Discuss here different C compiler set ups, and compiling executables for the ESP8266

User avatar
By jcmvbkbc
#19042
cal wrote:Maybe I wasn't clear but I applied the same change (without condition) to the esp open sdk version and it just hung up.

I've noticed the hangup part, but absolutely missed the change ):
I'm doing my tests with QEMU gdb stub, it's very predictable.
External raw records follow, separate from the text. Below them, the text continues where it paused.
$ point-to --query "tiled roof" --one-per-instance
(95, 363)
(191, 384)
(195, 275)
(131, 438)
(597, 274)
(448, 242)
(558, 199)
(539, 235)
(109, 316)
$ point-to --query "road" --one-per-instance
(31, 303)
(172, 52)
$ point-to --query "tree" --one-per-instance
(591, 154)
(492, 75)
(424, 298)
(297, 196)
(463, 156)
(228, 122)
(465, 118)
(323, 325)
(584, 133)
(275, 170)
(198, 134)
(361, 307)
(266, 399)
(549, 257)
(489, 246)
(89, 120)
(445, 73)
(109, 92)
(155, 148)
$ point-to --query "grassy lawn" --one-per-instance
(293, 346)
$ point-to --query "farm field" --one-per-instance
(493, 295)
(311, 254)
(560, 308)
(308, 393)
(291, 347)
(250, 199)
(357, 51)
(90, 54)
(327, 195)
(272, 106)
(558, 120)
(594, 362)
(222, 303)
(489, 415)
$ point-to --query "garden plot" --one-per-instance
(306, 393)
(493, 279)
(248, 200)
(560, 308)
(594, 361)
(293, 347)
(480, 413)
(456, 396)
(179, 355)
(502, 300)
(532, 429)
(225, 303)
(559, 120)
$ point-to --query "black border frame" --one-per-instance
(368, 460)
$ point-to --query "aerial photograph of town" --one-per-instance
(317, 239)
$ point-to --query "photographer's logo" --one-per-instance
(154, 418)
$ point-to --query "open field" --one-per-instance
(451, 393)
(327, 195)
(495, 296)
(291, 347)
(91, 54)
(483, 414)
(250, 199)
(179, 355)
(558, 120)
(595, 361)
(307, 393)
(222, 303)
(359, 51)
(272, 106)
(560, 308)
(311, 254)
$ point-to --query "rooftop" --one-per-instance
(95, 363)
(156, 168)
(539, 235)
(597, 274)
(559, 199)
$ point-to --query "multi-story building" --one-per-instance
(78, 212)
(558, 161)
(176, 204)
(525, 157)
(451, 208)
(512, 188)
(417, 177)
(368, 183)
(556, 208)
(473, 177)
cal wrote:* the litben issue is fixed.
* "call" seems to have an issue on my stub not continuing properly
* I added angus bt fix and my prologue hack to improve bt

The first is in the mainline already. The second is not in gdb. Ok, let me take a closer look at the third.
Thanks for your testing and feedback.
User avatar
By cal
#19052 Moin,

I am confused what state the debugger should see after executing

Code: Select allasm("break 0,0");


On IA64 the PC is set after the breakpoint when entering the debugger.
On esp8266 technically the PC (epc) will be set on the breakpoint address.
If I try to imitate the ia64 and automatically increment the PC the backtrace bt does break.

So I see 2 alternatives

* I forgot to adjust some other register(s)
* xtensa is different and will show pc on the breakpoint address in debugger

And if I execute a "continue" then, will the debugger continue AFTER the breakpoint or trigger the breakpoint again?
After the breakpoint would mean an implicit "set $pc += 3" as far as I see.
Will the registers shown in gdb have debugcause/intlevel/excm etc. being set to values of the break
or to values before the break so that the effects of the break are not visible or
only partly visible?

I am confused because I try to implement "call" support and can't see how
to combine that with "break" support.

Cal
User avatar
By jcmvbkbc
#19054
cal wrote:I am confused what state the debugger should see after executing

Code: Select allasm("break 0,0");


On IA64 the PC is set after the breakpoint when entering the debugger.
On esp8266 technically the PC (epc) will be set on the breakpoint address.
If I try to imitate the ia64 and automatically increment the PC the backtrace bt does break.

So I see 2 alternatives

* I forgot to adjust some other register(s)
* xtensa is different and will show pc on the breakpoint address in debugger

And if I execute a "continue" then, will the debugger continue AFTER the breakpoint or trigger the breakpoint again?
After the breakpoint would mean an implicit "set $pc += 3" as far as I see.
Will the registers shown in gdb have debugcause/intlevel/excm etc. being set to values of the break
or to values before the break so that the effects of the break are not visible or
only partly visible?

Debug exception is in all regards just another exception. That means
- epc<debug level> points to break instruction;
- eps<debug level> saves ps state right before break execution.
Debugcause is updated by the break instruction, reflecting that it was break (or break.n) instruction that caused the exception.
If you don't adjust epc<debug level> before returning from handler you'll return back to break and immediately get debug exception again (if eps<debug level> wasn't changed so that cintlevel would be >= debuglevel after return).

Normally an instruction pointed to by epc<debug level> should be analyzed before returning from the debug exception and in case it's break/break.n it should be stepped over.

BTW, did you mean IA64 or x86_64 aka amd64 aka x64? They are significantly different.